Wir initiierten also eine parallele Vendoren-Challenge. Wir luden fünf unterschiedliche Vendoren ein, die jeder einen Prototyp bauten – innerhalb eines sehr kurzfristigen zeitlichen Rahmens. Um das zu ermöglichen, banden wir andere Bereiche wie Legal, Compliance, HR, den Betriebsrat, Risk, Audit, Security mit ein; sie hatten einen gewissen Leistungsanteil. Wir nahmen aber auch weitere Projekte mit an Bord, die auch ihrerseits Prototypen von unterschiedlichen Arbeitsergebnissen mit einfließen lassen konnten. Durch diese Vorgehensweise war es uns möglich, sehr frühzeitig Arbeitsergebnisse sichtbar zu machen – und an diesen Ergebnissen hatten kurzfristig unterschiedliche Parteien quer durch das gesamte Unternehmen mitgewirkt. So konnten viele Mitarbeiter unmittelbar erleben und sehen, was sich da getan und verändert hatte.
Wirksame Ergebnisse innerhalb kürzester Zeit
Der Startschuss für die Vendoren-Challenge war quasi der Stein, den wir ins Wasser geworfen hatten. Die dadurch ausgelöste Wellenbewegung holte andere Projekte, Linienbereich und Abteilungen mit an Bord. Nicht nur die Projektmitarbeiter selbst, sondern auch viele andere Menschen im Unternehmen konnten unmittelbar den Prototypen erleben, der aus diesem Projekt heraus entstanden ist. Keiner von ihnen hatte damit gerechnet, dass das Ergebnis – nämlich fünf erlebbare und testbereite Prototypen von fünf unterschiedlichen Vendoren – innerhalb von nur wenigen Wochen erzielt sein würde.
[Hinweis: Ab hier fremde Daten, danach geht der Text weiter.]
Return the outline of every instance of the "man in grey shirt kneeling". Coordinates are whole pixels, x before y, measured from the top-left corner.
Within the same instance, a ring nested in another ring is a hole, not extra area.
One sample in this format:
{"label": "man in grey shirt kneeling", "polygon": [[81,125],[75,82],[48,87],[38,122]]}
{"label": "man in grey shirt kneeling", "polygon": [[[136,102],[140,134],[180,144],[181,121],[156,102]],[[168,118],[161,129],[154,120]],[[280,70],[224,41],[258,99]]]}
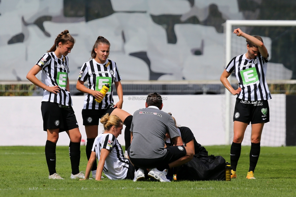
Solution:
{"label": "man in grey shirt kneeling", "polygon": [[[136,172],[134,181],[148,175],[161,182],[170,182],[166,177],[166,169],[180,165],[193,157],[193,151],[184,146],[172,116],[161,111],[161,96],[156,92],[147,97],[146,108],[135,112],[131,125],[132,142],[128,150]],[[165,148],[168,132],[176,146]]]}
Aber dieses Ergebnis war mit der neuen agilen Herangehensweise tatsächlich möglich. Anstatt zwölf bis fünfzehn Monate dafür zu benötigen, war gelungen, innerhalb kürzester Zeit sogenannte Minimal Viable Products bereitzustellen und sich für einen Vendor zu entscheiden, dessen Prototyp dann weiter ausgearbeitet wurde.
Immer nach Benefits suchen, die ein Projekt bewirken kann
Auch bei mir hat dieser Rippe Effect nachhaltige Veränderungen bewirkt: Wenn ich jetzt Projekte ins Leben rufe, dann überlege ich mir immer, welche Effekte ich außer der Schaffung des Arbeitsergebnisses noch erzielen kann, die zur Strategie und zur Ausrichtung und zu einer möglichen kulturellen Veränderung des Unternehmens beitragen. Den Fokus nur auf die Arbeitsergebnisse zu richten, ist zwar wichtig. Aber mögliche Kollateralschäden und Seiteneffekte gilt es genauso zu beachten. Deshalb gilt: Immer nach weiteren zusätzlichen Benefits suchen, die ein Projekt bewirken oder verursachen kann.